Can you tell me a little bit about that? I read in the New York Daily News that it’s a family tradition.
Oh no, my dad disputes that. I’m the only one who’s crazy enough to do it in my whole family. It’s a pearling tradition, and it was started originally by the Japanese pearl divers, and it’s been adopted by mainly the Yakuza back in Japan. So it’s a really small market of people. Apparently Polynesians have been known to do it as well. I got into it through being around all the other pearl divers. I grew up on the pearling boat. And so, guys did that, and I thought it seemed like kind of a funny thing to do.
How did you find someone to do the procedure?
I witnessed it happening on the pearling boat, and the boys would just do it to each other. They’re using a sharp knife, and pearl opening tools, or the tools that the Japanese were using to operate on the pearl shell. I didn’t think that that was very sanitary. When you’re pearl diving, you’re wet all day, and you’re in a wetsuit, and very prone to infection. So I waited until the off-season, in the summertime, and I found a doctor in Sydney. I started selling him pearls to do the procedures on other people, and then I decided to do it myself.
And what makes a good penis pearl?
I think location. I started with two, and I lost one. Just to infection, I guess. It probably wasn’t set deeply enough, or far enough back along the shaft. But it’s all about location. The idea is that it sits like a dorsal fin on a shark, and when you’re in missionary or cowgirl, then it would be stimulating the G-spot. That’s the whole theory behind it.
Have you found that to be accurate?
Yeah. It was more of a thing for my 20s [laughing]. I’m pretty settled down now.
How long did recovery take?
He gave me a month, but I couldn’t wait a month [to have sex]. I failed. The first one I lost it in about two weeks. It was a bit further towards the end, and wore through. It just kind of popped out.
Oh!
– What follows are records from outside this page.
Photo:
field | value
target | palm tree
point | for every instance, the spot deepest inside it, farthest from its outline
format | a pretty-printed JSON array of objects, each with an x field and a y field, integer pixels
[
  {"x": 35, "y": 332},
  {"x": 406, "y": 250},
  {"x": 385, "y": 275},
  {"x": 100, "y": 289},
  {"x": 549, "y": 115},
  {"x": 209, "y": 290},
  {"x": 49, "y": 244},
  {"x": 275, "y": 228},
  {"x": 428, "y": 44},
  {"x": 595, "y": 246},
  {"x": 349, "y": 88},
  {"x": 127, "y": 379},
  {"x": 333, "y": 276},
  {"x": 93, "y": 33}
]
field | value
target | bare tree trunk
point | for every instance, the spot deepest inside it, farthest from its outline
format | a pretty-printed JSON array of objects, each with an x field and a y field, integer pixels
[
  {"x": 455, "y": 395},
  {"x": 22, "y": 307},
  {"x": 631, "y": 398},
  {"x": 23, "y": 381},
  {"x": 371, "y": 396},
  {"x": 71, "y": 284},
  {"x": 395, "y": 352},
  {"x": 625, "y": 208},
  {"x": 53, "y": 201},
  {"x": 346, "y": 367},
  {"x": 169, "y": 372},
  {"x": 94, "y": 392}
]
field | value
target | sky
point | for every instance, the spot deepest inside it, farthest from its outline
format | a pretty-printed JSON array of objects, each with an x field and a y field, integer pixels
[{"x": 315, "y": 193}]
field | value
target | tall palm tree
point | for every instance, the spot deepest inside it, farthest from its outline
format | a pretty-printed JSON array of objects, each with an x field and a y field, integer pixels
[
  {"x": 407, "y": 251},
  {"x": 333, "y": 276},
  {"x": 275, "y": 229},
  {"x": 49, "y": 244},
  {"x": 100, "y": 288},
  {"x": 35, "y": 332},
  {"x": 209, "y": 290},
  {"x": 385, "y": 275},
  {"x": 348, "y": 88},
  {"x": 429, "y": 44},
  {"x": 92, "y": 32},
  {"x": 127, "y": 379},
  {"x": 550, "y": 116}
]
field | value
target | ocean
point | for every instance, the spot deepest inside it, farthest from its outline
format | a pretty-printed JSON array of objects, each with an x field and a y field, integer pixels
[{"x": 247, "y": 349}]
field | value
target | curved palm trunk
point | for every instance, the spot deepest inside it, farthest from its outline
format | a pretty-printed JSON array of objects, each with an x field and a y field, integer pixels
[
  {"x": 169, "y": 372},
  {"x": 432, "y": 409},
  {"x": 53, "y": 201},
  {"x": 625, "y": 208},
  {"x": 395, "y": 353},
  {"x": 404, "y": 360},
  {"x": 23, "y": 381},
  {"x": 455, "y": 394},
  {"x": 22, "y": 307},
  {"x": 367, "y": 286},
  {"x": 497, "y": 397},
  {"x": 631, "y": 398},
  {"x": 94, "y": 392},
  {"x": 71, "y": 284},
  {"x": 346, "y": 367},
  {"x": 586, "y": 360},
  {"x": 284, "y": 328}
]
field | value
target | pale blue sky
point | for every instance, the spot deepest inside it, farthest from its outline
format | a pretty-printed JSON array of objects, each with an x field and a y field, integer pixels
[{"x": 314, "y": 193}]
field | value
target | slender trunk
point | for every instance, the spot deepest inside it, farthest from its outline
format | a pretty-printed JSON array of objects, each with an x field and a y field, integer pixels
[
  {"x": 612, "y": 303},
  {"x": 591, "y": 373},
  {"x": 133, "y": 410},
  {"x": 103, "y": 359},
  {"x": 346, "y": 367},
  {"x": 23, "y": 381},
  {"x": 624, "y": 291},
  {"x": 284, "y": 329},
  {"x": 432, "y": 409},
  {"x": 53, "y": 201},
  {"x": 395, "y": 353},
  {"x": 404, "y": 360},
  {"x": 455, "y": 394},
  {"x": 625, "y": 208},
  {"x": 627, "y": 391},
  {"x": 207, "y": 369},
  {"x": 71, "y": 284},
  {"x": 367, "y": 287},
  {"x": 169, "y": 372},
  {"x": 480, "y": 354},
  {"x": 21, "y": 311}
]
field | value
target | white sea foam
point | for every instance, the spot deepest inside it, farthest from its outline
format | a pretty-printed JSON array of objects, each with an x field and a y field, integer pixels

Was that painful?
No, because the skin was dead by then. It’s like inserting an implant, so you have to cut a pocket under the skin and separate the skin from the fascial tissue. And then you insert the pearl, and then you put four stitches per pearl. The time frame is really just for those stitches to heal and to make sure you don’t get infection.
Would you tell women about it before you got intimate? Or was it a surprise?
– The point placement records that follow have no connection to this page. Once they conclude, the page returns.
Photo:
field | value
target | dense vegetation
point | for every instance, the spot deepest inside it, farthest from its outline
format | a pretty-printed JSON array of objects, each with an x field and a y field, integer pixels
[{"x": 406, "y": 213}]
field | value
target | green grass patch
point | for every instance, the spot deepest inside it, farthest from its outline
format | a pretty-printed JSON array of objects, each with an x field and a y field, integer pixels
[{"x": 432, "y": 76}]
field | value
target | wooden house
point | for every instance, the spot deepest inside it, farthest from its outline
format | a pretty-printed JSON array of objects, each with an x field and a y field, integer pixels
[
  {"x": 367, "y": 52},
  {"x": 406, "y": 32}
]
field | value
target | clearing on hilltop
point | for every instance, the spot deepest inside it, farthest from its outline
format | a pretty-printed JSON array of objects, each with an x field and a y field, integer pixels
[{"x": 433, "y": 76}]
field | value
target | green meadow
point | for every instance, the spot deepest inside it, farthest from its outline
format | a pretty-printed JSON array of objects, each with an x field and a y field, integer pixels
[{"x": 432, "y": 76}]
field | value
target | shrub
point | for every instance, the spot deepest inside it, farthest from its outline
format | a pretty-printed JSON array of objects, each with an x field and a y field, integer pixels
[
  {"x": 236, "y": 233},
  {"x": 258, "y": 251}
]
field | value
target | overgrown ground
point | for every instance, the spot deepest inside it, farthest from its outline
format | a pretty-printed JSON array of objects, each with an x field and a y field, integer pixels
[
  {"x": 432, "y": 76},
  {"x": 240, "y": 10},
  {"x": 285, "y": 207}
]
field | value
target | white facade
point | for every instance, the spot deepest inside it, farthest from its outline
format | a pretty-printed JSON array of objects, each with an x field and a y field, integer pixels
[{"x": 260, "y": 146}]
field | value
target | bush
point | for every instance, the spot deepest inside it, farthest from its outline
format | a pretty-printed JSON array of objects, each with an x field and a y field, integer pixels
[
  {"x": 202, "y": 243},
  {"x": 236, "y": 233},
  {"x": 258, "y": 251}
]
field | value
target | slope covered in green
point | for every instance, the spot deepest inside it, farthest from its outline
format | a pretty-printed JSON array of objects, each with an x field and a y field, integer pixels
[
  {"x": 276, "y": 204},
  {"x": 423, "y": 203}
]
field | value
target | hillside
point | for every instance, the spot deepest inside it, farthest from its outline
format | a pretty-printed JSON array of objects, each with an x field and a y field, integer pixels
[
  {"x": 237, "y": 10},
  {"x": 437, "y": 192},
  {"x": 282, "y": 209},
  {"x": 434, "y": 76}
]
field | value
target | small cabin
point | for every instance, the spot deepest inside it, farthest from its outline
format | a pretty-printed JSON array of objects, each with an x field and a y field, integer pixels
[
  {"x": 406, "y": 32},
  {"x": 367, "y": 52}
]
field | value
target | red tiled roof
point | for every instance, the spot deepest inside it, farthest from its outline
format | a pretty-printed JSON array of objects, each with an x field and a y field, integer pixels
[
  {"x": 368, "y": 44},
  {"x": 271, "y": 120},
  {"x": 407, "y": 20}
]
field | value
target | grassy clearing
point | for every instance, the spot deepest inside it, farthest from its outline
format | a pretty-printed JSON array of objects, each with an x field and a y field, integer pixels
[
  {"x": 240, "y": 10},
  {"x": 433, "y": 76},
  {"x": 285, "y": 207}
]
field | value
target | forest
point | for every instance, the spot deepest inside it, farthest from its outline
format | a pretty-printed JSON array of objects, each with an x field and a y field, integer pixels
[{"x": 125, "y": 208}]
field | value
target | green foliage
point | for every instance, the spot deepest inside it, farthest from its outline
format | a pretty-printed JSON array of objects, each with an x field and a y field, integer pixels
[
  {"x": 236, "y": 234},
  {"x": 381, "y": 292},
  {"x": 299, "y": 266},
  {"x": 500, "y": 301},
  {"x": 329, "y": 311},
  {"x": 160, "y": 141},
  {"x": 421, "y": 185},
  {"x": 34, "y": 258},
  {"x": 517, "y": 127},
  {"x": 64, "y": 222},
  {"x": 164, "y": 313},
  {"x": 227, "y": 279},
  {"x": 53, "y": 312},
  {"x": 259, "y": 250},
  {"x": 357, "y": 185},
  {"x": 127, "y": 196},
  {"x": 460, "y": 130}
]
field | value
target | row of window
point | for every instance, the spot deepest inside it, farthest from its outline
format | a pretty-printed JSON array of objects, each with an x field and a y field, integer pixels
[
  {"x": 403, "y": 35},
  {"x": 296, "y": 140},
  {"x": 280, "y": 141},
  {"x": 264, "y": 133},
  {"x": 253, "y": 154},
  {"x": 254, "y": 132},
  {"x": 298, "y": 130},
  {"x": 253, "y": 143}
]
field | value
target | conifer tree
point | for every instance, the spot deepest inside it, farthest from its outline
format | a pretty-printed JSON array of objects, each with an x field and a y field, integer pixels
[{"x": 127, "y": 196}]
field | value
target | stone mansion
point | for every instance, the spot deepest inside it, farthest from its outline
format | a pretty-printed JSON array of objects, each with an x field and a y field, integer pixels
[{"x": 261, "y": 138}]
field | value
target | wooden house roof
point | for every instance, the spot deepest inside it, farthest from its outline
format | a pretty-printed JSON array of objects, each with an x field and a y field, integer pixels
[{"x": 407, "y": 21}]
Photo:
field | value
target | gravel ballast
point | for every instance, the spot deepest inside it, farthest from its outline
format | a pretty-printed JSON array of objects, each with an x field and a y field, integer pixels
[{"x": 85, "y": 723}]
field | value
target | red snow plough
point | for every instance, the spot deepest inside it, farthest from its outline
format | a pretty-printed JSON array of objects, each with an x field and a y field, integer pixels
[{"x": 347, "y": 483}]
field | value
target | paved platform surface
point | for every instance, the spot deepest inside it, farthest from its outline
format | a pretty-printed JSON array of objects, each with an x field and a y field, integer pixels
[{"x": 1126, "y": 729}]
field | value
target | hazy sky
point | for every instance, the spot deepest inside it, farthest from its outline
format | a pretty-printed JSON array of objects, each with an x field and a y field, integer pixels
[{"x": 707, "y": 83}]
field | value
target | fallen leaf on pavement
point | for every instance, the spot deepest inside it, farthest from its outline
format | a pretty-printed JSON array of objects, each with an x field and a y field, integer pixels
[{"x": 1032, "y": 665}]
Well, this was in my 20s, and quite often my friends would just go around and tell all the girls at the bar because they thought it was funny, and to pique interest. So often people found out about it before I even told them. And yeah, I would generally tell someone, otherwise they might think that it was a genital wart or something.
And do you still have the pearl?
Do you ever plan to take it out, or is it a forever thing?
No, it’s still there, it’s still doing its job. In its time, it was something that might be a point of difference, something to intrigue and incite. But I guess now it’s more to do with my pearling tradition. It’s a cultural thing.
How did you hear about Sarah Miller’s essay, and what made you want to reach out to us?
I’m well-read, and I have a lot of friends that are writers. They said, Oh, there’s this great quote about you. And I read it, and it’s good, but you know … I thought, if they’re gonna talk about my manhood, they should at least talk about my name. I think it’s worthy. But it is a nice image, a nice portrait. So I reached out. It’s funny that that’s how I was described. It’s accurate.